SynapseML icon indicating copy to clipboard operation
SynapseML copied to clipboard

Why it almost do not speedup with distributed learning?

Open shuDaoNan9 opened this issue 2 years ago • 5 comments

First, I tried 2 spark slaves, it take about 11 minutes to train my model. submit info: spark-submit --master yarn --num-executors 2 --executor-memory 19G --executor-cores 16 --conf spark.dynamicAllocation.enabled=false --jars s3://EMR/jars/synapseml-vw_2.12-0.9.4.jar,s3://EMR/jars/synapseml_2.12-0.9.4.jar,s3://EMR/jars/client-sdk-1.14.0.jar ...... 图片

Second, I tried only one spark slave, it take about 12 minutes to train my model. submit info: spark-submit --master yarn --num-executors 1 --executor-memory 19G --executor-cores 16 --conf spark.dynamicAllocation.enabled=false --jars s3://EMR/jars/synapseml-vw_2.12-0.9.4.jar,s3://EMR/jars/synapseml_2.12-0.9.4.jar,s3://EMR/jars/client-sdk-1.14.0.jar ...... 图片

My results show that LightGBM do not speedup with distributed learning. And my CPU Utilization could be more than 95% on each spark slave! Why it almost do not speedup with distributed learning?

My cluster/data/code Info: spark slave: 16 vCore, 32 GiB * 2; spark version: Spark 3.1.2, Hive 3.1.2, ZooKeeper 3.5.7; dependency: synapseml_2.12-0.9.4.jar; train data set: 5377937 rows; code:

val classifier = new LightGBMClassifier() 
  .setLabelCol("play")
  .setObjective("binary")
  .setCategoricalSlotNames(Array("countrycode_index","itemID_index","uid_index"))
  .setUseBarrierExecutionMode(true) 
  .setFeaturesCol("gbdtFeature")
  .setPredictionCol("predictPlay")
  .setNumIterations(trees) 
  .setNumLeaves(32)
  .setLearningRate(0.006) 
  .setProbabilityCol("probabilitys")
  .setEarlyStoppingRound(200)
  .setBoostingType("gbdt")
  .setLambdaL2(0.002)
  .setMaxDepth(24)
val lgbmModel =classifier.fit(lgbmTrainDF.repartition(repartNum)) // repartNum='the number of spark slaves '

Thanks in advance!

AB#1984488

shuDaoNan9 avatar Dec 17 '21 08:12 shuDaoNan9

hi @JWenBin can you please try: useSingleDatasetMode = True numThreads = num cores - 1 These two PRs should resolve this:

https://github.com/microsoft/SynapseML/pull/1222 https://github.com/microsoft/SynapseML/pull/1282

In performance testing we saw big speedup with new single dataset mode and numThreads set to num cores -1. The two PRs above will be available in 0.9.5 or you can get them with the latest build right now.

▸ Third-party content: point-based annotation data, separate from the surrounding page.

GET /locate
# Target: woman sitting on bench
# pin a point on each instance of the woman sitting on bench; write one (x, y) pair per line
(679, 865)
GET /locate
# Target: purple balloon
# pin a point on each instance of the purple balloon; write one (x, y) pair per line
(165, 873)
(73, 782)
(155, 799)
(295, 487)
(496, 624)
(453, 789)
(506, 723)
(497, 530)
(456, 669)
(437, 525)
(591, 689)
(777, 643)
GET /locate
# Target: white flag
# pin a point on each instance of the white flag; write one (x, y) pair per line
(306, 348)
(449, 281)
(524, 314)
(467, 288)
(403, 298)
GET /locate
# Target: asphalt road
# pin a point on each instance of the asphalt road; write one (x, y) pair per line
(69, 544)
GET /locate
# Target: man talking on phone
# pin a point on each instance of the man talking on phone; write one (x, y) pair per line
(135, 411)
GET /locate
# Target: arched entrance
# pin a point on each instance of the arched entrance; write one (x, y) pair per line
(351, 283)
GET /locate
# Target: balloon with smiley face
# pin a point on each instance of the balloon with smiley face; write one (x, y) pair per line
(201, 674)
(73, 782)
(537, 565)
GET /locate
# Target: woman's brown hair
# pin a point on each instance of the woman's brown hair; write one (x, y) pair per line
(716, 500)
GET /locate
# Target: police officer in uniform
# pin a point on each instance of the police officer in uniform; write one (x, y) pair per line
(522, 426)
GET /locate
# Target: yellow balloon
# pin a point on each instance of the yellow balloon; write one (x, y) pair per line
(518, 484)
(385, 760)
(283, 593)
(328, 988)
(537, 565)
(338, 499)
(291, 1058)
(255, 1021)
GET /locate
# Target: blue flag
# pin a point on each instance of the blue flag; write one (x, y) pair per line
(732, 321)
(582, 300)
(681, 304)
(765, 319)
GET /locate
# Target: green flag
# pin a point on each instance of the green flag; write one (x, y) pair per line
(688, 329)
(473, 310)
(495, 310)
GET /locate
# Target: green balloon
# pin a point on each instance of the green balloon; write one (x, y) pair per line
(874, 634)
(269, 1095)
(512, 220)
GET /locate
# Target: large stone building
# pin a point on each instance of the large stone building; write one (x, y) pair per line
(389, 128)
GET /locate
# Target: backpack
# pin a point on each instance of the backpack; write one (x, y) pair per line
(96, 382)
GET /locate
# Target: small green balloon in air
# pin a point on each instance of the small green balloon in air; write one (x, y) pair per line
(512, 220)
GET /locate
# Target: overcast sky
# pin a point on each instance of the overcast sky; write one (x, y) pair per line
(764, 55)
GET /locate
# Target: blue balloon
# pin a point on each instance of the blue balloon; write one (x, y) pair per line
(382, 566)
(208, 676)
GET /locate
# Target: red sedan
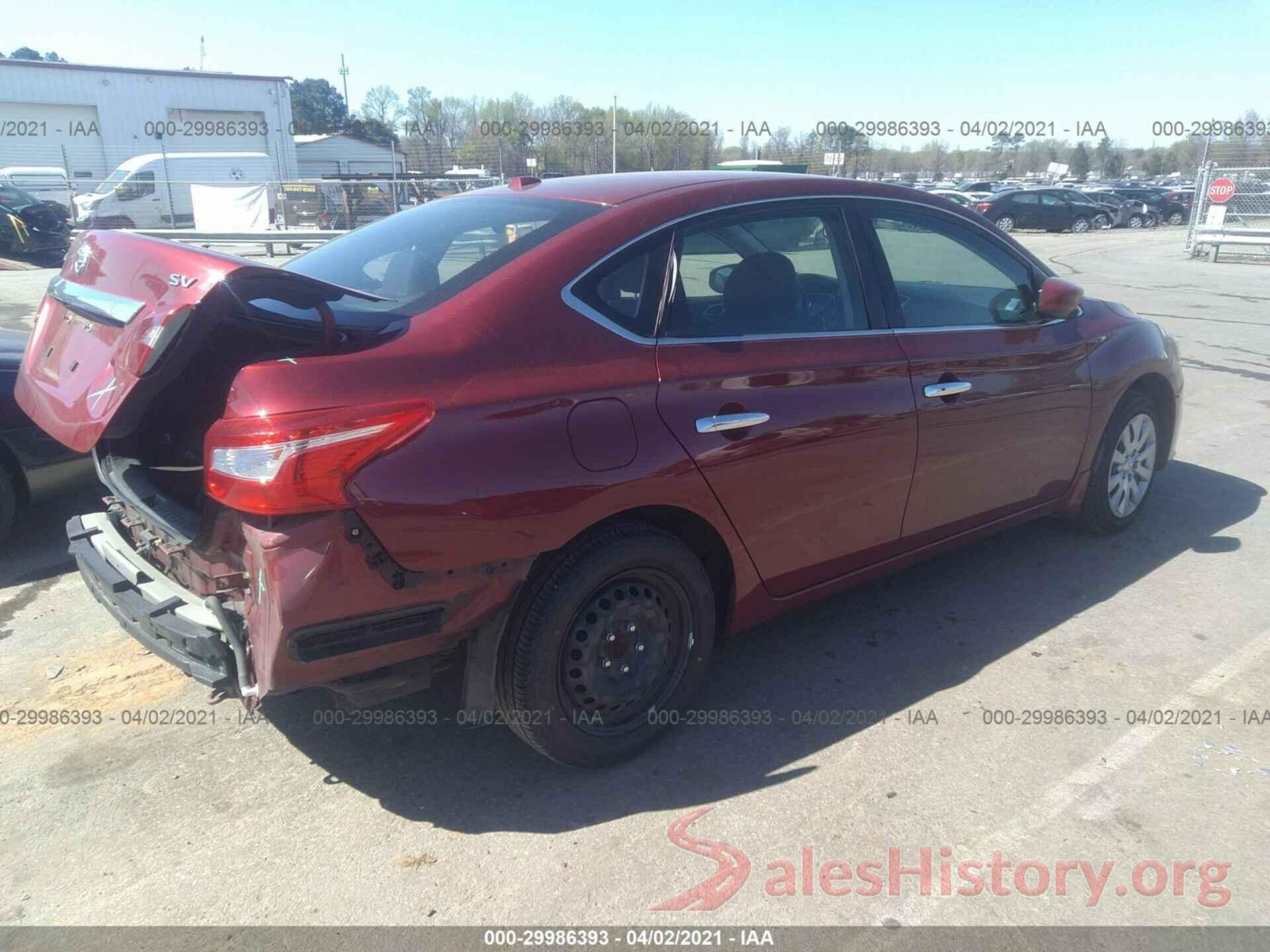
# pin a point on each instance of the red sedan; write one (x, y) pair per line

For more information on the new single dataset mode please see the PR description: https://github.com/microsoft/SynapseML/pull/1066

This new mode was created after extensive internal benchmarking.

imatiach-msft avatar Dec 27 '21 16:12 imatiach-msft

hi @JWenBin can you please try: useSingleDatasetMode = True numThreads = num cores - 1 These two PRs should resolve this:

#1222 #1282

In performance testing we saw big speedup with new single dataset mode and numThreads set to num cores -1. The two PRs above will be available in 0.9.5 or you can get them with the latest build right now.

For more information on the new single dataset mode please see the PR description: #1066

This new mode was created after extensive internal benchmarking.

Thank you for your Reply! I tried that just now, the speed improved a lot, but AUC and accuracy becomes too low (less than 0.6). It looks like if I use 'setUseSingleDatasetMode(true)', I should change my params at the same time.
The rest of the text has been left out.